There’s a lot of young talent in Huttlestone and Crawford as Jack and Little Red Riding Hood, helped along in his case by Tracey Ullman as his demanding mother, but she has the unfortunate task of playing opposite a lupine, lip-smacking Johnny Depp.
Not that he does a bad job, but talk about making a classic character look like an altogether different kind of predator …
After years of failed attempts, the Broadway musical by Stephen Sondheim and James Lapine at last makes it to the screen more or less intact with memorable songs like “On the Steps of the Palace,” “Stay with Me,” “Agony” and the lengthy opening title tune among those that work well in another medium.
As for others — “Giants in the Sky,” “Your Fault” — it’s disappointing that in film format with so many chances to better edit compared to the spontaneity of the stage, the sound quality still gets so muddled. In that same line of thought, director Rob Marshall closes this world more than he opens it up, blowing a lot of opportunities to enhance an already beloved show with some greater visual effects.
The sheer number of alternative twists on fairy tales circulating today — from “Shrek” to the TV show “Once Upon a Time” — takes away some of the novelty that Sondheim and Lapine had in the 1980s, and having the Disney brand attached to it doesn’t help matters.

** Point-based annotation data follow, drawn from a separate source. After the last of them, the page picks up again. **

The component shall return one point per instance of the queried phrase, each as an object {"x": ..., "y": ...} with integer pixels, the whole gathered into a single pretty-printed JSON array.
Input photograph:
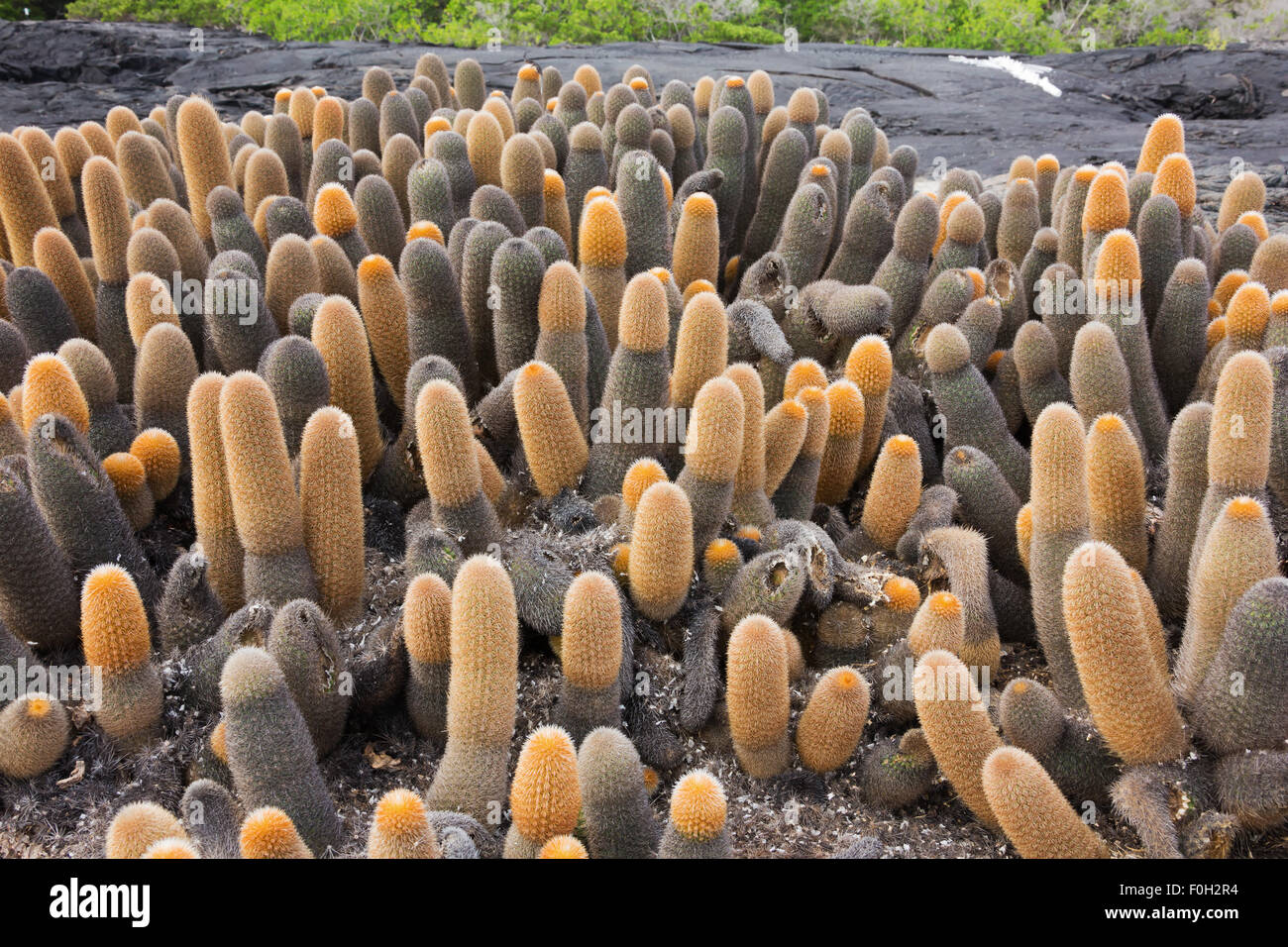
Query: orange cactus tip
[
  {"x": 127, "y": 474},
  {"x": 171, "y": 848},
  {"x": 334, "y": 211},
  {"x": 1248, "y": 309},
  {"x": 902, "y": 594},
  {"x": 805, "y": 372},
  {"x": 399, "y": 812},
  {"x": 870, "y": 365},
  {"x": 563, "y": 847},
  {"x": 1109, "y": 424},
  {"x": 1175, "y": 178},
  {"x": 1119, "y": 261},
  {"x": 1108, "y": 205},
  {"x": 651, "y": 780},
  {"x": 944, "y": 604},
  {"x": 159, "y": 453},
  {"x": 700, "y": 205},
  {"x": 902, "y": 446},
  {"x": 794, "y": 410},
  {"x": 845, "y": 408},
  {"x": 375, "y": 266},
  {"x": 428, "y": 230},
  {"x": 698, "y": 805},
  {"x": 268, "y": 832},
  {"x": 845, "y": 680},
  {"x": 1257, "y": 222},
  {"x": 1244, "y": 508},
  {"x": 720, "y": 552},
  {"x": 621, "y": 558},
  {"x": 639, "y": 476},
  {"x": 218, "y": 741},
  {"x": 1216, "y": 331}
]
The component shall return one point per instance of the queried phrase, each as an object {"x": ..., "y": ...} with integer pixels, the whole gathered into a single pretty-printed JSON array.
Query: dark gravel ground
[{"x": 1234, "y": 103}]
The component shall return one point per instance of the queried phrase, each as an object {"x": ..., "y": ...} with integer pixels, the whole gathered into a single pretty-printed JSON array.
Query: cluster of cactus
[{"x": 596, "y": 368}]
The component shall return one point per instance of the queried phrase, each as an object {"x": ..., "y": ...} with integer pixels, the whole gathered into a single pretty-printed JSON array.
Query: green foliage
[{"x": 1014, "y": 26}]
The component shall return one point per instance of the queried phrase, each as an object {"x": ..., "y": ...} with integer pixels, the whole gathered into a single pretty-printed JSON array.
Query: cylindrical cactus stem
[
  {"x": 513, "y": 296},
  {"x": 1235, "y": 719},
  {"x": 1186, "y": 484},
  {"x": 445, "y": 441},
  {"x": 971, "y": 414},
  {"x": 601, "y": 254},
  {"x": 956, "y": 724},
  {"x": 34, "y": 733},
  {"x": 1239, "y": 441},
  {"x": 1125, "y": 686},
  {"x": 616, "y": 812},
  {"x": 712, "y": 450},
  {"x": 25, "y": 205},
  {"x": 80, "y": 504},
  {"x": 758, "y": 696},
  {"x": 340, "y": 338},
  {"x": 132, "y": 488},
  {"x": 1237, "y": 552},
  {"x": 844, "y": 449},
  {"x": 832, "y": 724},
  {"x": 1031, "y": 810},
  {"x": 262, "y": 487},
  {"x": 590, "y": 655},
  {"x": 794, "y": 496},
  {"x": 269, "y": 750},
  {"x": 303, "y": 642},
  {"x": 116, "y": 641},
  {"x": 1116, "y": 489},
  {"x": 562, "y": 339},
  {"x": 426, "y": 635},
  {"x": 1100, "y": 380},
  {"x": 661, "y": 557},
  {"x": 894, "y": 492},
  {"x": 162, "y": 376},
  {"x": 635, "y": 390},
  {"x": 38, "y": 591},
  {"x": 1060, "y": 523},
  {"x": 1037, "y": 361},
  {"x": 205, "y": 158},
  {"x": 481, "y": 698},
  {"x": 138, "y": 826},
  {"x": 331, "y": 506},
  {"x": 436, "y": 321},
  {"x": 697, "y": 823},
  {"x": 553, "y": 442},
  {"x": 211, "y": 496}
]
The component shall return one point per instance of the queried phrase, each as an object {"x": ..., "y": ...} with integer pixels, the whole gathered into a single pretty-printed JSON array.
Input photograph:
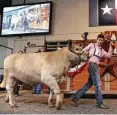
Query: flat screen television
[{"x": 27, "y": 19}]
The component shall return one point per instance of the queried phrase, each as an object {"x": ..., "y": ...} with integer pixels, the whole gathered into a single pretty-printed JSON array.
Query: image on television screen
[{"x": 26, "y": 19}]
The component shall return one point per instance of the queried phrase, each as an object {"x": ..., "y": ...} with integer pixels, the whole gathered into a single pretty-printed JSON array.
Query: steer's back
[{"x": 29, "y": 67}]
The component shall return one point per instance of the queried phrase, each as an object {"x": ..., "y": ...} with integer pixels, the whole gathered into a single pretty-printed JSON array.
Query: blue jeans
[{"x": 94, "y": 79}]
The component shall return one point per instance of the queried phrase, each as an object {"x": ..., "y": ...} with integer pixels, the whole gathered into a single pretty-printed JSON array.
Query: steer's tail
[{"x": 3, "y": 84}]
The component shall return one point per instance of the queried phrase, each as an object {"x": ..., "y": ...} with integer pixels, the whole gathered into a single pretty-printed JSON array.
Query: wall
[{"x": 70, "y": 20}]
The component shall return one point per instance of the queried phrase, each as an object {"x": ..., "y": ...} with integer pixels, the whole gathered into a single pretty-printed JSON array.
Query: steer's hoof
[{"x": 51, "y": 105}]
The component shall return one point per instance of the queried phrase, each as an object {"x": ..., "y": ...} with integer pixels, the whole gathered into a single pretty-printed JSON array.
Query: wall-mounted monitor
[{"x": 27, "y": 19}]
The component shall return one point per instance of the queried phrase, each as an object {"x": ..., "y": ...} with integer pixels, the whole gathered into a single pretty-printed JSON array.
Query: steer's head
[{"x": 78, "y": 51}]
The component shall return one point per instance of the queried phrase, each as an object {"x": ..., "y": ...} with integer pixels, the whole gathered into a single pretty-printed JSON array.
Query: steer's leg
[
  {"x": 10, "y": 88},
  {"x": 50, "y": 99},
  {"x": 51, "y": 82}
]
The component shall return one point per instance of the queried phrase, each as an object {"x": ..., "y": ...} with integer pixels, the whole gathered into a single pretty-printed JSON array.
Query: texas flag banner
[{"x": 102, "y": 12}]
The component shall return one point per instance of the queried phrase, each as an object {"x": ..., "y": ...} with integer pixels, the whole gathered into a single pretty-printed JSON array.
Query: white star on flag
[{"x": 106, "y": 10}]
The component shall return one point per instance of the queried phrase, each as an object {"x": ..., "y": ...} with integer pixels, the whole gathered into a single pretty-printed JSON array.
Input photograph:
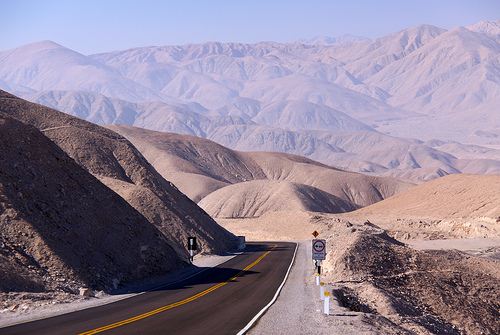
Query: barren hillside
[
  {"x": 200, "y": 167},
  {"x": 115, "y": 161},
  {"x": 62, "y": 229},
  {"x": 455, "y": 196}
]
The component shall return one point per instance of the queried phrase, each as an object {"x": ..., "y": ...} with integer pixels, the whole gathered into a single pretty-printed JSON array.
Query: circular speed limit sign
[
  {"x": 319, "y": 249},
  {"x": 319, "y": 246}
]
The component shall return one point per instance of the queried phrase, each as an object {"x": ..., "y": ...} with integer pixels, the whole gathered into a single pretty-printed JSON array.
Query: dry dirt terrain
[
  {"x": 81, "y": 208},
  {"x": 435, "y": 270},
  {"x": 229, "y": 183}
]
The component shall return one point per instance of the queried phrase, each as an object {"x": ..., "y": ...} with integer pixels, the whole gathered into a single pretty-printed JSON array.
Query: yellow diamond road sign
[{"x": 319, "y": 249}]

And, yes, this is the same studio that has yet another version of “Cinderella” set to debut in a few months.
The darker, Grimm-inspired moments of the story — trimmed by Lapine himself — still stand where they remain, and the loving touch the performers give to their parts almost distracts from certain glaring changes and the deeper themes that are barely addressed.
As in all his films, Marshall puts style over substance, making “Into the Woods” enjoyable albeit not terribly enriching. A better filmmaker might have been able to wave their magic wand and fix everything, but sometimes wishes don’t come true.